Monastery information
- Order: Serbian Orthodox Church
- Established: 1990
- Archdiocese: Archdiocese of Belgrade and Karlovci

Site
- Location: Zemun municipality, Belgrade, Serbia

= Monastery of St. Archangel Gabriel, Zemun =

Monastery in Serbia

The Monastery of Saint Archangel Gabriel (Манастир Светог Архангела Гаврила), also known as the Zemun monastery (Манастир Земун) is a Serbian Orthodox monastery. Its church was built in 1786, on the site of an older church in the Donji Grad neighbourhood of Zemun (today part of Belgrade, Serbia).

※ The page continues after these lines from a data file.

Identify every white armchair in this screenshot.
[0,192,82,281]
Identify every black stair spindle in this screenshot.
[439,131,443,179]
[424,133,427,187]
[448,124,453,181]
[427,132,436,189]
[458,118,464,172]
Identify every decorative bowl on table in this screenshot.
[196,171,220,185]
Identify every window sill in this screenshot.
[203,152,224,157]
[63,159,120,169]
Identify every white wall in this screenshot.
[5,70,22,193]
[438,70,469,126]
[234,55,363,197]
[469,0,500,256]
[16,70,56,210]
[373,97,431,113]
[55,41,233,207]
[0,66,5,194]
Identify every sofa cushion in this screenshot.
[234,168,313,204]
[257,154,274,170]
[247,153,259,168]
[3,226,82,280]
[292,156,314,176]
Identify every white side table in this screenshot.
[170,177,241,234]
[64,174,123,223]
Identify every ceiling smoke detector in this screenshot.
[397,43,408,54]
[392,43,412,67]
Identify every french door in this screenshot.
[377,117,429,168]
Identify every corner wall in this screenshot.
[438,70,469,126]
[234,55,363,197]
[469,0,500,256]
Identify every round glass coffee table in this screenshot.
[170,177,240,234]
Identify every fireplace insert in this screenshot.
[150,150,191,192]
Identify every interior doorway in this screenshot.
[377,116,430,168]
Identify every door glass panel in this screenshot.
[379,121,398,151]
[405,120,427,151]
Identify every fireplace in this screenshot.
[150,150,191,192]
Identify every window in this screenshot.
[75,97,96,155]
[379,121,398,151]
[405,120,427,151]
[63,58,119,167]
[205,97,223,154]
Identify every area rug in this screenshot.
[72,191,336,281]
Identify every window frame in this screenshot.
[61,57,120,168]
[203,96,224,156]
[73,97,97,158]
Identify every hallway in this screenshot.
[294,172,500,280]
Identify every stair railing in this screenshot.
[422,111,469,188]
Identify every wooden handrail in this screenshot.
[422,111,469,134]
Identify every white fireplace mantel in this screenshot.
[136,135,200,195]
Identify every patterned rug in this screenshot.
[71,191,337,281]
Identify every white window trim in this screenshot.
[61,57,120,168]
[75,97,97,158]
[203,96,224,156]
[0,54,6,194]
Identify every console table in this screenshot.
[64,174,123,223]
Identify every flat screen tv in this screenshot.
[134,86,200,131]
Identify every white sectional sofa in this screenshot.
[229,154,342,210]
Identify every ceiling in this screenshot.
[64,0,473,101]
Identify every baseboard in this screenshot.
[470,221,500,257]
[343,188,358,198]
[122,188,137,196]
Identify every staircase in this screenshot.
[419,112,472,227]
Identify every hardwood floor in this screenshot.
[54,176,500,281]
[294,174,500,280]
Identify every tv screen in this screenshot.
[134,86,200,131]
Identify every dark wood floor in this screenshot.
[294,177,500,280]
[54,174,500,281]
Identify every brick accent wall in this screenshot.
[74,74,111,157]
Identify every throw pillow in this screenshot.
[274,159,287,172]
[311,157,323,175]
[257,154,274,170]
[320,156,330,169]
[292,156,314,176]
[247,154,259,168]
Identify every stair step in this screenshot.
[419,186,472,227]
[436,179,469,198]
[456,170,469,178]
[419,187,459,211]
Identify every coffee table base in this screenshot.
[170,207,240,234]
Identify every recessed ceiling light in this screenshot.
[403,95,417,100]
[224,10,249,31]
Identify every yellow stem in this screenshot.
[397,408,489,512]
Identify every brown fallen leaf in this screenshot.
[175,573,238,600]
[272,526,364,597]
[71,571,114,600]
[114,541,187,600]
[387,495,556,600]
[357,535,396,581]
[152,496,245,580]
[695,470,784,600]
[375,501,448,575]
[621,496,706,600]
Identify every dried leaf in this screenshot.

The monastery was officially established in 1990.

==History==
The founder was Teodor–Toša Apostolović, the president of the Zemun ecclesiastical province. After the dismantling of the quarantine zone (kontumac) in 1842, the church lost its importance and by the second half of the 20th century, it was abandoned. In 1981, the abandoned church was used by then jeromonah (present Bishop) Filaret. On his behalf, the church was renovated, as the frescoes were destroyed and the church was used as a weapon cache. In 1990, protosinđel Filaret gained a permit to build a temple (cathedral) of 3,000 m2 on the site of the church, however, the following year, newly elected Serbian Patriarch Pavle declined.